As a matter of fact, one of the more annoying features of her standard speil at public meetings, was to claim that the treatment she and other Muslims had received after 9/11 was ‘just like’ what the Irish (and people of Irish extraction) in Brum had gone through after the pub bombings – which was nonsense. The Irish in Brum were in fear of their lives after the pub bombings; there may well have been some nasty, racist comments directed towards Muslims/Asians in Brum after 9/11, but nothing like the murderous hostility directed at the Irish after the pub bombings. There was no comparison.
Obviously, any racism is unacceptable, but I have to confess, as someone who lives in Brum and worked in her local area (Sparkhill/ Sparkbrook) at the time of 9/11 and for many years afterwards, that I wondered what exactly Ms Yaqoob was on about.
The end of Respect? « Representing the Mambo said,
November 13, 2011 at 9:40 pm
[...] has all culminated with Respect losing one of its few remaining councillors in Sparkbrook in a by-election last week to Labour. Yaqoob resigned due to unspecified ‘health issues’ [...]
representingthemambo said,
November 13, 2011 at 10:06 pm
http://www.birminghammail.net/news/top-stories/2011/02/05/birmingham-councillors-warned-over-hero-snub-97319-28116722/
Would be one example. Maybe when I said vile vitriol I was being a little hyperbolic, but she does seem to have generated a huge amount of controversy considering that she is all intents and purposes a political irrelevance. Such attempts at intimidation of and implied threats to someone who happens not to share your views is to my mind pretty shit. It also says something about how crap Birmingham City councillors are, that they choose to get angry over something like that but do nothing to stop the cuts being implemented.

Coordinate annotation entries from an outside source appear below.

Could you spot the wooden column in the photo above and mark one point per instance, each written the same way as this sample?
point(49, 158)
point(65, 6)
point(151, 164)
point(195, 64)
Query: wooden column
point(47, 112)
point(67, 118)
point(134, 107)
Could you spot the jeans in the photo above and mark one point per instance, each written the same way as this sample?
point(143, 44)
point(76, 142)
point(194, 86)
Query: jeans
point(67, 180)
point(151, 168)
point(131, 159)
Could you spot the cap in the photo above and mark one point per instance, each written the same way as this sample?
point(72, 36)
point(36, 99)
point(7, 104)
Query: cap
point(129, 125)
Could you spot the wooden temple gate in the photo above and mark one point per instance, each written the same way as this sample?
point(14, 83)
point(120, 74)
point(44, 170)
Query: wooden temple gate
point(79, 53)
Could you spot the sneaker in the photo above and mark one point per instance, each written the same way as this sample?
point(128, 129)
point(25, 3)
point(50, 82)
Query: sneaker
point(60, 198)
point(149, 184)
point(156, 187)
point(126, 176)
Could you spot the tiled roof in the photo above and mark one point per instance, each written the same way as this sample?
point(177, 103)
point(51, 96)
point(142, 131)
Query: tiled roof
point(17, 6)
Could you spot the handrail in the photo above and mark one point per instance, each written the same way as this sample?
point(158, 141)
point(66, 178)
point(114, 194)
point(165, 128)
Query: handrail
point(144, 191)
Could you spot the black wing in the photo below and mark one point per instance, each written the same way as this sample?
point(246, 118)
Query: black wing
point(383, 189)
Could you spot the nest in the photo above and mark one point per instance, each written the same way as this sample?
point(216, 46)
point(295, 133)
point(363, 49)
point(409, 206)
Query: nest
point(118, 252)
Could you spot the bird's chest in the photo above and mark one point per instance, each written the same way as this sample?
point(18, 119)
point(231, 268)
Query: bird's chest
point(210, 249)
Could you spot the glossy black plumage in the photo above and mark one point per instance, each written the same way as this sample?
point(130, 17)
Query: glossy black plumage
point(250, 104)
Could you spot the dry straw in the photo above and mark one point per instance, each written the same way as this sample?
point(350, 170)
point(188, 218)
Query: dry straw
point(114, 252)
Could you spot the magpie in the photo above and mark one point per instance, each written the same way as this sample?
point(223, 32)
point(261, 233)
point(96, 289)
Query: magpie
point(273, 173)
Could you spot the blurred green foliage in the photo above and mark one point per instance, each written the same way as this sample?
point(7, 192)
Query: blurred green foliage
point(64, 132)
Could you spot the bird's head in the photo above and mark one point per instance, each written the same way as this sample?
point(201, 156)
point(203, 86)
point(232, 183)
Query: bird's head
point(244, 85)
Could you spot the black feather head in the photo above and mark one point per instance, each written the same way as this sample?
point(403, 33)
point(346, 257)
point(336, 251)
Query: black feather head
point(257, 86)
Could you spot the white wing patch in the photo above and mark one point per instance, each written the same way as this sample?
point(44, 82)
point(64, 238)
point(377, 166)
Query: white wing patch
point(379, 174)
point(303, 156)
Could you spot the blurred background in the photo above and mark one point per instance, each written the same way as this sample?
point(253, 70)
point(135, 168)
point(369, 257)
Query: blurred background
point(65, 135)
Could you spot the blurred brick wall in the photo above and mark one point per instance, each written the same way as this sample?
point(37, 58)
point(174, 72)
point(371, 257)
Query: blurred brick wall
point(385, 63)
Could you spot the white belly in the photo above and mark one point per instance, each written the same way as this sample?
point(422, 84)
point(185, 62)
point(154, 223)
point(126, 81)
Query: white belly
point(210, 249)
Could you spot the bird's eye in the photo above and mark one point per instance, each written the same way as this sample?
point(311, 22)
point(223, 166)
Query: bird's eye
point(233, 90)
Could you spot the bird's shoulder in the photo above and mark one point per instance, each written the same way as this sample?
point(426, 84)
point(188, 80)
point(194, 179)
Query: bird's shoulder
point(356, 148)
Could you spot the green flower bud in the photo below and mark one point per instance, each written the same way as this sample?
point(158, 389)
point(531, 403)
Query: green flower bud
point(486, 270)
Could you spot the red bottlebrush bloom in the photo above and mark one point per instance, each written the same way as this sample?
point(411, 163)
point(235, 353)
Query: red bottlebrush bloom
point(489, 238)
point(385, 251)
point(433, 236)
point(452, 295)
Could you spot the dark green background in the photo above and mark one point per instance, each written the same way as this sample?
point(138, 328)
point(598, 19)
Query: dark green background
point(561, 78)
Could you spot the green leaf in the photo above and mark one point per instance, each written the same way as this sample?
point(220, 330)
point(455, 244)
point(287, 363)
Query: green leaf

I agree with the disingeuousness of the Irish comparison by the way. But her ridiculous attempts to conflate the two periods doesn’t mean we shouldn’t be complacent. The EDL have gained a fair amount of traction in the region with their exclusively muslim-focussed campaigning.
Jim Denham said,
November 13, 2011 at 11:02 pm
Yes, maybe she was intimidated from time to time. So are most professional politicians. She, and her supporters, completely overdid it, wallowing in victimhood.